To illuminate the dynamics of the social ecology of STI, including HIV/AIDS, this chapter reviews three fundamental sociocultural movements which have been linked to how and when individuals find sexual partners. First, we look at a series of social changes in the second half of the last century, and evaluate the impact they had on sexual behaviors and STI in the US. These include the growth in numbers of young Americans attending college and delaying marriage, the introduction of hormonal contraception, the movement of women into the workforce, the sexual liberation movement of the 1960s, and changes in the population distribution of Blacks in post-World War II America. The connection between these changes and prevalence rates of common STI is reviewed.
The emergence of the gay pride movement in the US was a central social movement of the second half of the century - one that played a tremendously powerful role in escalating transmission rates of STI in the 1970s, and the establishment of the HIV/AIDS epidemic in the 1980s. A sexual revolution among gay men in the late 1960s facilitated the rapid transmission of the AIDS virus by inspiring widespread participation in sexual risk-taking. High HIV infection rates among men who have sex with men (MSM) and a mounting death toll throughout the 1980s devastated the gay community and led, in turn, to significant cultural and behavioral changes, with initial substantive declines in STI and HIV incidence. Medical breakthroughs, including the development of highly active antiretroviral therapy (HAART) in 1996, encouraged yet another shift in behavior and disease transmission rates, with therapeutic optimism making HIV seem manageable, resulting in new increases in sexual risk-taking behavior.

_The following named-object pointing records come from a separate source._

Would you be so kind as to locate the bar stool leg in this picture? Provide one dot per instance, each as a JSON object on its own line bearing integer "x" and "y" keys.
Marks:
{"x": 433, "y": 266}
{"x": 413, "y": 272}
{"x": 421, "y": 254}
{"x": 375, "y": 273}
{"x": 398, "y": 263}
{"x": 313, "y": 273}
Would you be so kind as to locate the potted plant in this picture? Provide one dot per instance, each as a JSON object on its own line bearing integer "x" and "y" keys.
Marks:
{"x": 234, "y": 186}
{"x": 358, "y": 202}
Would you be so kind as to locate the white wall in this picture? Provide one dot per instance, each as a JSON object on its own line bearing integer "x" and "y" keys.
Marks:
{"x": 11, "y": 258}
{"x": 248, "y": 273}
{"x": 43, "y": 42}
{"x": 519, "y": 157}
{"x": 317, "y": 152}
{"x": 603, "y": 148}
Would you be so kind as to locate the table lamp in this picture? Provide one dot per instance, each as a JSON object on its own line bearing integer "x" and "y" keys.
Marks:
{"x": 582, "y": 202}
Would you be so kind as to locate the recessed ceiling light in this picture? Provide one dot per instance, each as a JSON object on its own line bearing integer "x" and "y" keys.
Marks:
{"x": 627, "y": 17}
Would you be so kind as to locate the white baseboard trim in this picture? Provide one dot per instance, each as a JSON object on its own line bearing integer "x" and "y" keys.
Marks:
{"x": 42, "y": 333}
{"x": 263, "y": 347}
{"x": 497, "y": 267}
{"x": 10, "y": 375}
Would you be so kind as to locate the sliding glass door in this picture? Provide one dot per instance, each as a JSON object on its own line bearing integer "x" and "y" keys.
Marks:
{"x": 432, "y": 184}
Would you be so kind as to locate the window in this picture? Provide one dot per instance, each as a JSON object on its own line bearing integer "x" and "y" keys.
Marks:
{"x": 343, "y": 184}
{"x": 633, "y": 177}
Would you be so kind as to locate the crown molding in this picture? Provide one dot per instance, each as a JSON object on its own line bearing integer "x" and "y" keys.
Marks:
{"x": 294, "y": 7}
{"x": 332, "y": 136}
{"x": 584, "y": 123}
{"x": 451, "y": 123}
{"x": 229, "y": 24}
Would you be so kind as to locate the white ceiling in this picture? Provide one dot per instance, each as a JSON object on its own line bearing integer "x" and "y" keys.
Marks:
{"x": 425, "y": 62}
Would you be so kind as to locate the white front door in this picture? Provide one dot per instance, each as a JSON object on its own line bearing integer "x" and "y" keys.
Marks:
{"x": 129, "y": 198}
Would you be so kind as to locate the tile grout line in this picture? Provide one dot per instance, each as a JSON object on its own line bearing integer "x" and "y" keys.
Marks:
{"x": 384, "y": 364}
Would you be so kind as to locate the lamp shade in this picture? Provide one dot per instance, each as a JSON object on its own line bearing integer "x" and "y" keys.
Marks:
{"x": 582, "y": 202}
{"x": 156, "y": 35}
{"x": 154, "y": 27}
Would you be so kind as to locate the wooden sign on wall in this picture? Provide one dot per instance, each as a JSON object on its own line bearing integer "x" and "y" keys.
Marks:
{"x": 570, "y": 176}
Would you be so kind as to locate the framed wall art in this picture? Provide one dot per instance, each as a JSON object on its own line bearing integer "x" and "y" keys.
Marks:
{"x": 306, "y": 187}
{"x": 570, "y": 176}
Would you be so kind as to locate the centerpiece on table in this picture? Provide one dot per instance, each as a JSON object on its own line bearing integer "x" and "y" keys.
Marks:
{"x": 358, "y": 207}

A third cultural trend, the technological innovations that dominated the end of the twentieth century and the beginning of the twenty-first century, have influenced all aspects of our society, including sexual behavior. The adoption of the Internet as a major source of communication has influenced, among other things, the practice of sexual partner selection. The Internet provides a unique source of sexual partners and allows individuals anonymously to seek specific sexual activities at a specific time and place. Use of the Internet to find sexual partners is now being linked to elevated rates of unsafe sexual practices and, once again, a significant rise in human STI.
These three sociocultural trends suggest that patterns in the human behavior of seeking out companionship and establishing a sexual relationship are intimately associated with patterns in the transmission of STI, including HIV/AIDS. We explore these three themes here.